It’s the Second Test in the Lions 2013 tour in Australia. You’ve been rated one of the best new players in the world. Why wouldn’t you? You scored two amazing tries in the previous test despite the loss. It’s a tight match and your opposite winger has taken the ball 10 meters in front of you. To stop the seventeen stone, six-foot-four beast George North a strong tackle is essential. Instead he decides, despite being the one with the ball, North decides to put you on his shoulder and dumper truck you into the ground. A bit embarrassing isn’t it?
(Tackled? Folau in Gold)
What could be worse? Maybe spreading hate in a community which prides itself on inclusivity?
Israel Folau decided that by stating that gay men would be going to ‘hell unless they repent their sins and turn to God,’ he wanted to take the spread hate option.
If you’re a rugby fan or have read the latest on the story in Attitude magazine then you probably think that I’m going a pretty comprehensive band wagon, but inclusivity in rugby is something close to my heart. I have recently had the privilege to being made coach of the local IGR inclusive rugby team, a club that as a few know helped me dramatically with my confidence.
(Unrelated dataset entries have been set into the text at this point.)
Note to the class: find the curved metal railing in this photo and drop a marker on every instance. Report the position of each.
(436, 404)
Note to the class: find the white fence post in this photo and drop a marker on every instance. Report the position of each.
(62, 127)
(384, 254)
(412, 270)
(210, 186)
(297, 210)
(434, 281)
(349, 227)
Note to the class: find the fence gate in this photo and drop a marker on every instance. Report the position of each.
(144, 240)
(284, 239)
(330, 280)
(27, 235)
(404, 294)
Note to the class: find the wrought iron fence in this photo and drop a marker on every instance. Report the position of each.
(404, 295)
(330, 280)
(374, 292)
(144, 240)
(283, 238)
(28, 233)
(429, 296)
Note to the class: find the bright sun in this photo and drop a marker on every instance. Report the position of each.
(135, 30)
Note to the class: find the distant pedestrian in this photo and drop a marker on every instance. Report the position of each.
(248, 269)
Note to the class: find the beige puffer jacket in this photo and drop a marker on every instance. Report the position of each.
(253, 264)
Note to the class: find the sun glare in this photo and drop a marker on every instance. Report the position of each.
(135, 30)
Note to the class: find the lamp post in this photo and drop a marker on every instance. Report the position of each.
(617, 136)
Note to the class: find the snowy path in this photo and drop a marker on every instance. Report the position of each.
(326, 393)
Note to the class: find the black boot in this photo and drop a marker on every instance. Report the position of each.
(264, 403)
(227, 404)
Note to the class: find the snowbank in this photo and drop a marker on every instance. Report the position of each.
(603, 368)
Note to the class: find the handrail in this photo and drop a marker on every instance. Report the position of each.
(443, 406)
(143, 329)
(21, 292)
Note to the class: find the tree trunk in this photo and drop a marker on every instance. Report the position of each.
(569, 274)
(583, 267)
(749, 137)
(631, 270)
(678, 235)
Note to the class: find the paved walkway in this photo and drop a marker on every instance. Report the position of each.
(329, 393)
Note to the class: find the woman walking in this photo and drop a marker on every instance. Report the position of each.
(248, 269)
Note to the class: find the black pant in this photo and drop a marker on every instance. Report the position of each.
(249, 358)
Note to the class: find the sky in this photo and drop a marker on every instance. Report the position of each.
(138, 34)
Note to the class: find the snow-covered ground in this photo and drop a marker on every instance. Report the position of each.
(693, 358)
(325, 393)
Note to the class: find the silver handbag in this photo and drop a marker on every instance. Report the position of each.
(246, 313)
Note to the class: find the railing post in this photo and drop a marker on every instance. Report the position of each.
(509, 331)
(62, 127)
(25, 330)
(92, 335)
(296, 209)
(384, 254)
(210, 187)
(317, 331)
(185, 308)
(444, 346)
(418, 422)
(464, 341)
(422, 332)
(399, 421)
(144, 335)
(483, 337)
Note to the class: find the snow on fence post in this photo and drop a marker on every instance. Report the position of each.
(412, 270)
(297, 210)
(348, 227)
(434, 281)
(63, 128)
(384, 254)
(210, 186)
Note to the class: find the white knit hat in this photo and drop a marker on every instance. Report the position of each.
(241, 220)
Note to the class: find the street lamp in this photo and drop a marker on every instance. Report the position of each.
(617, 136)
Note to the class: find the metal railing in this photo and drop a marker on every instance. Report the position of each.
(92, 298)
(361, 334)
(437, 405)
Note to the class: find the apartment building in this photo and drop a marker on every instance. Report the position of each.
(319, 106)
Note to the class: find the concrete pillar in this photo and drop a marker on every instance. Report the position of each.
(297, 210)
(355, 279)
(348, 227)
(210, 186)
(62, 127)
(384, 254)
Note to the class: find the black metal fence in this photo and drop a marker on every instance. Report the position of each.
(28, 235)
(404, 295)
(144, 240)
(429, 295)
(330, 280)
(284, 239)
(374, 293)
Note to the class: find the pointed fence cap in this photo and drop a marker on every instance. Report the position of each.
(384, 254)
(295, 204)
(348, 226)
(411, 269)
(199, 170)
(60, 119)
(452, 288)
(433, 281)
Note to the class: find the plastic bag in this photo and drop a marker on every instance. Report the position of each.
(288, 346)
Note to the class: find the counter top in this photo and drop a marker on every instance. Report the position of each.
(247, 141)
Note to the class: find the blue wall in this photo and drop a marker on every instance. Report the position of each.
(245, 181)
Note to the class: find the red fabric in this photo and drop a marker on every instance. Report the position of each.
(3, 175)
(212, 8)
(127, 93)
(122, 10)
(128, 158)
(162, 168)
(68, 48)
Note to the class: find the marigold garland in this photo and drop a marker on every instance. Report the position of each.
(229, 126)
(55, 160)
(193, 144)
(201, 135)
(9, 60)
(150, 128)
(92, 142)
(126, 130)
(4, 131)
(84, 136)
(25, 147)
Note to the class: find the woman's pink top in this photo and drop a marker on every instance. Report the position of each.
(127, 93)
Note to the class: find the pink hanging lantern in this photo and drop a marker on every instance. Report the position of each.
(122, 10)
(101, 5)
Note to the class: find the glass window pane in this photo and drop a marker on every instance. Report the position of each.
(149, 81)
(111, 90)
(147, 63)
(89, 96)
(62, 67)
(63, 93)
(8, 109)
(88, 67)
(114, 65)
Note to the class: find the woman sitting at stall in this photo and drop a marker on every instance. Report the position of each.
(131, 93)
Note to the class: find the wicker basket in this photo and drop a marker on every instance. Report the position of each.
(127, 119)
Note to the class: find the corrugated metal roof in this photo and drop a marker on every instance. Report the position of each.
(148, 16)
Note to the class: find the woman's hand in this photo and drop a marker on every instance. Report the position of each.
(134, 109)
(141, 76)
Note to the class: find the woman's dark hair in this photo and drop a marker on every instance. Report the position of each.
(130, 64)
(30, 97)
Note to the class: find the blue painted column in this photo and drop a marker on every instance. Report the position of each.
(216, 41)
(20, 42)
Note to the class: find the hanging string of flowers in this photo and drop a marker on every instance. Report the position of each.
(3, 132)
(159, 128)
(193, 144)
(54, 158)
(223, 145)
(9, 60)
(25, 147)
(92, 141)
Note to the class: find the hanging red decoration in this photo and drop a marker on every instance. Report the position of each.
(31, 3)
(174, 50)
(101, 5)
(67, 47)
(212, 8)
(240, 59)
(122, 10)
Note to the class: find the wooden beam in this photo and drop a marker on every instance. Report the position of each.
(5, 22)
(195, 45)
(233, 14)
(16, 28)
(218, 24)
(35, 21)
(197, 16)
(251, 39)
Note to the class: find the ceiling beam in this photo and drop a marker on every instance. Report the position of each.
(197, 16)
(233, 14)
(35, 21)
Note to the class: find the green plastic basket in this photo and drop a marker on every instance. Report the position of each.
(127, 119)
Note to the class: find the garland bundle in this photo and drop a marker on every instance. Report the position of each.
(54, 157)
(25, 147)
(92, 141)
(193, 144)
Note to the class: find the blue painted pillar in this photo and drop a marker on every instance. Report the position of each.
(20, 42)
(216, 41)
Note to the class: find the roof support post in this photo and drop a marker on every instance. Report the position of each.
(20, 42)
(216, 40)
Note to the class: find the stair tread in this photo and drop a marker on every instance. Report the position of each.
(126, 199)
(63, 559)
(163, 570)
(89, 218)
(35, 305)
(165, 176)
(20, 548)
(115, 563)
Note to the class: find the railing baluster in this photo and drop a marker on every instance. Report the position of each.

I owe Hywel 2.0, out-of-the-closet edition’s confidence to the club.
Folau’s comments on homosexuality, and the wider LGBT community, have the ability to have severe ‘damaging effects’ as Convicts coach Dan Rose stated this week. The most obvious one is on the inclusivity the sport currently operates. The International Gay Rugby organisation, (IGR), is a charitable rugby organisation who incorporates inclusive rugby teams throughout the world. It organises tournaments, like the Bingham and Union Cups, and has over 70 member clubs with many more associated clubs on the side. The IGR’s success at promoting inclusivity for all abilities and backgrounds, twinned with their fight against general homophobia is impressive, but it is still relatively unknown to the majority of clubs. Everyone’s heard of King’s Cross Steelers or Manchester Village Spartans but the message can be lost.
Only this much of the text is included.